To create the dataset, run:

python create_dataset.py

Output Files

The script generates two JSON files:

  1. Full Dataset (analysis/dataset_with_conversations.json):

    • Contains complete conversation data including metadata
    • Includes model information, turn numbers, topic categories, and full conversation context
  2. Annotation Dataset (dataset_with_conversations_for_annotation.json):

    • Simplified version containing only the essential information needed for annotation
    • Each entry includes:
      • ID
      • Latest persuader response
      • Latest persuadee response
      • Topic

Dataset Structure

The script searches through conversation logs in ../results/local/annotation in reverse chronological order to find matching conversations. It looks for conversations that match:

  • The specified model
  • Topic categories
  • Topic file
  • Turn number
  • Evaluator response

The script will print progress information including:

  • Number of entries found
  • Number of remaining entries to find
  • Any entries that couldn't be matched

Notes

  • The script automatically shuffles the dataset entries and assigns sequential IDs
  • It skips conversations where there was an explicit refusal
  • The script processes all results directories until it finds matches for all required entries

Annotation Process

The annotation process is performed using Label Studio, a powerful open-source data labeling tool.

Setting Up Label Studio

  1. Pull and run the Label Studio Docker container:

    docker pull heartexlabs/label-studio:latest
    docker run -it -p 8080:8080 heartexlabs/label-studio:latest
  2. Access Label Studio by opening your web browser and navigating to:

    http://localhost:8080
    

Creating a New Project

  1. Create a new account or log in to Label Studio
  2. Click "Create Project" and give it a name (e.g., "Model Persuasion Analysis")
  3. In the project setup:
    • Import the annotation dataset file (dataset_with_conversations_for_annotation.json)
    • Choose "Custom Template" for the labeling interface
    • Use the provided layout.xml file to set up the annotation interface

Annotation Interface

The custom layout will display:

  • The conversation topic
  • The latest persuadee response
  • The latest persuader response
  • Annotation controls for marking various aspects of the conversation

Performing Annotations

  1. Click "Start Labeling" to begin the annotation process
  2. For each conversation:
    • Read the topic and conversation context
    • Use the provided controls to mark relevant aspects
    • Click "Submit" to save your annotation
    • Use the navigation controls to move to the next conversation

Exporting Results

  1. Once all annotations are complete, go to the project dashboard
  2. Click "Export" to download the annotated dataset
  3. Choose your preferred export format (JSON recommended)
  4. Save the exported file for further analysis

Analysis Process

After collecting annotations from multiple annotators, the next step is to merge and analyze the results.

Merging Annotations

  1. Place all exported annotation files in the human_responses directory
  2. Run the merge_annotations script:
    python merge_annotations.py

The script will:

  • Read all annotation files from the human_responses directory
  • Merge the annotations for each conversation
  • Create a consolidated dataset with all annotations
  • Output the merged results to merged_dataset.json

Analysis Output

The merged dataset (merged_dataset.json) will contain:

  • All original conversation data
  • Combined annotations from all annotators

This merged dataset can then be used for further analysis and visualization of the annotation results.

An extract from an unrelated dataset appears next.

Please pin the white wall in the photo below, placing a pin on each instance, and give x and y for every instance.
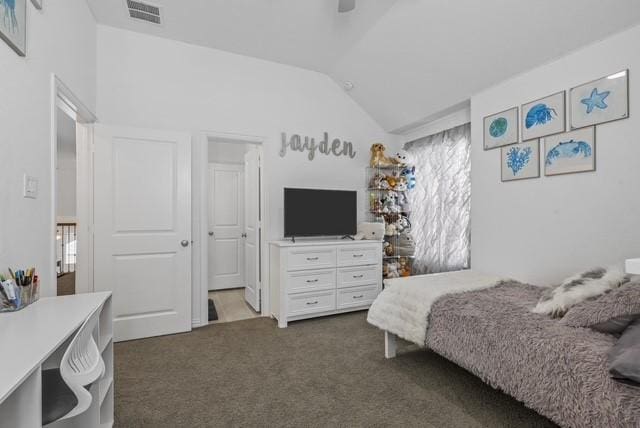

Agreement Analysis and Visualization

To analyze inter-annotator agreement and create visualizations:

  1. Run the agreement analysis script:
    python agreement_analysis.py

The script will:

  • Calculate agreement statistics between annotators
  • Generate various graphs and visualizations
  • Save the output in the analysis directory

The generated visualizations will include:

  • Agreement heatmaps
  • Distribution plots of annotations
  • Comparison charts between different model responses
  • Statistical summaries of agreement metrics

These visualizations can be used to:

  • Assess the reliability of the annotations
  • Identify patterns in model behavior
  • Compare performance across different conditions
  • Support conclusions about model capabilities